Resident acting company returns to the National Arts Centre
The National Arts Centre in Ottawa used to have resident companies for opera, French theatre, and English theatre, in addition to the NAC Orchestra. Massive funding cuts that began in about 1982, in response to budget deficits, scuttled everything but the orchestra — and the orchestra suffered severely. The English and French theatre departments became “presenting” houses (meaning that they merely brought in productions from elsewhere, instead of producing their own), and all in-house production of opera was stopped (If you’ve not been in Ottawa long enough to remember, you may not know that the NAC used to produce an annual summer opera festival. Its funding was cut because it was seen as elitist and uninteresting to Joe Q Public.) It was hoped that all of these reductions would only last for a few years, as a means of grappling with cuts that took the NAC budget from $21 million to $7 million.

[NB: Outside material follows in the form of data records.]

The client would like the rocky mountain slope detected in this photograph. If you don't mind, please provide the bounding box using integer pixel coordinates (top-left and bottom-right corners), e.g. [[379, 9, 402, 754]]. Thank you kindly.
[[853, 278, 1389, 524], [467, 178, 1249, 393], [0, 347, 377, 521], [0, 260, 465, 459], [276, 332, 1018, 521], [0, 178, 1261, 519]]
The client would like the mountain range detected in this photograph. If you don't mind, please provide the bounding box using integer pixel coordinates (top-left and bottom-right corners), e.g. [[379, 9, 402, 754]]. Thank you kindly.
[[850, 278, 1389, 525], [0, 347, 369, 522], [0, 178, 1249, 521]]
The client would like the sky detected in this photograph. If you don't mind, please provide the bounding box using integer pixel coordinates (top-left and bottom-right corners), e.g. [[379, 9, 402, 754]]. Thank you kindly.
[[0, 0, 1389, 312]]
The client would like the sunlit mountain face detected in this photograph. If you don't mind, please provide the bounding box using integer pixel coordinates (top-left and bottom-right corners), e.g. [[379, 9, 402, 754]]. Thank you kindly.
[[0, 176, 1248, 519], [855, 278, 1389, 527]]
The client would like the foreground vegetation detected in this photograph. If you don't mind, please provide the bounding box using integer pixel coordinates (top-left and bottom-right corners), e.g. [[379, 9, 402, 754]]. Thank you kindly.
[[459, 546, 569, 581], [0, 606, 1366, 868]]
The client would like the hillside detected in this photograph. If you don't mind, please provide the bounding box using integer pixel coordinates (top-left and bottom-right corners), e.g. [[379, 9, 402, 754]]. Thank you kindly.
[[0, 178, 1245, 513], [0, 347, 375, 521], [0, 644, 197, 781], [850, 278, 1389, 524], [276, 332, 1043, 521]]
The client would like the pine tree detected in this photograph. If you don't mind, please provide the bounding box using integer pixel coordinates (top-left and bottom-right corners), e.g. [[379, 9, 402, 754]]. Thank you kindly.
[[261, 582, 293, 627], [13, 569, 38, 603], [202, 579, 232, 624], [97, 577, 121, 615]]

The English acting company, in that period, was home to some names that may be familiar to Canadian theatre-goers: Benedict Campbell, Neil Munro, Joan Orenstein, Jackie Maxwell, Richard Greenblatt, Diane D’Aquila, Paul Gross, and countless others. Artistic director John Wood had a vision of a national theatre that would “reflect the country”, and he left the National Arts Centre when his ability to produce theatre was removed.
There has been a gradual return to ‘production’ at the NAC English Theatre over the last dozen or so years, but it is only now, in the Centre’s 40th anniversary year, that a resident English theatre acting company has been re-established. Artistic director Peter Hinton has fought passionately to bring an acting company back to the building, and has won out: eighteen actors from across Canada are currently resident at the National Arts Centre, working in repertory style on productions of A Christmas Carol and Mother Courage in a 4.5-month span that will also take Mother Courage to the Manitoba Theatre Centre.
What a budget cut was able to kill with one sweep has taken more than a quarter of a century to rebuild.
The acting company is now a full month into rehearsal, and is getting ready to take Christmas Carol to the stage in just a few weeks. The acting company is made up of eighteen artists from every corner of the country, and proudly reflects our national diversity. The excitement in every corner of the National Arts Centre in palpable, and the company can’t wait to share its work with Ottawa audiences. The sincere hope is that the resident acting company will once again become an important part of National Arts Centre programming!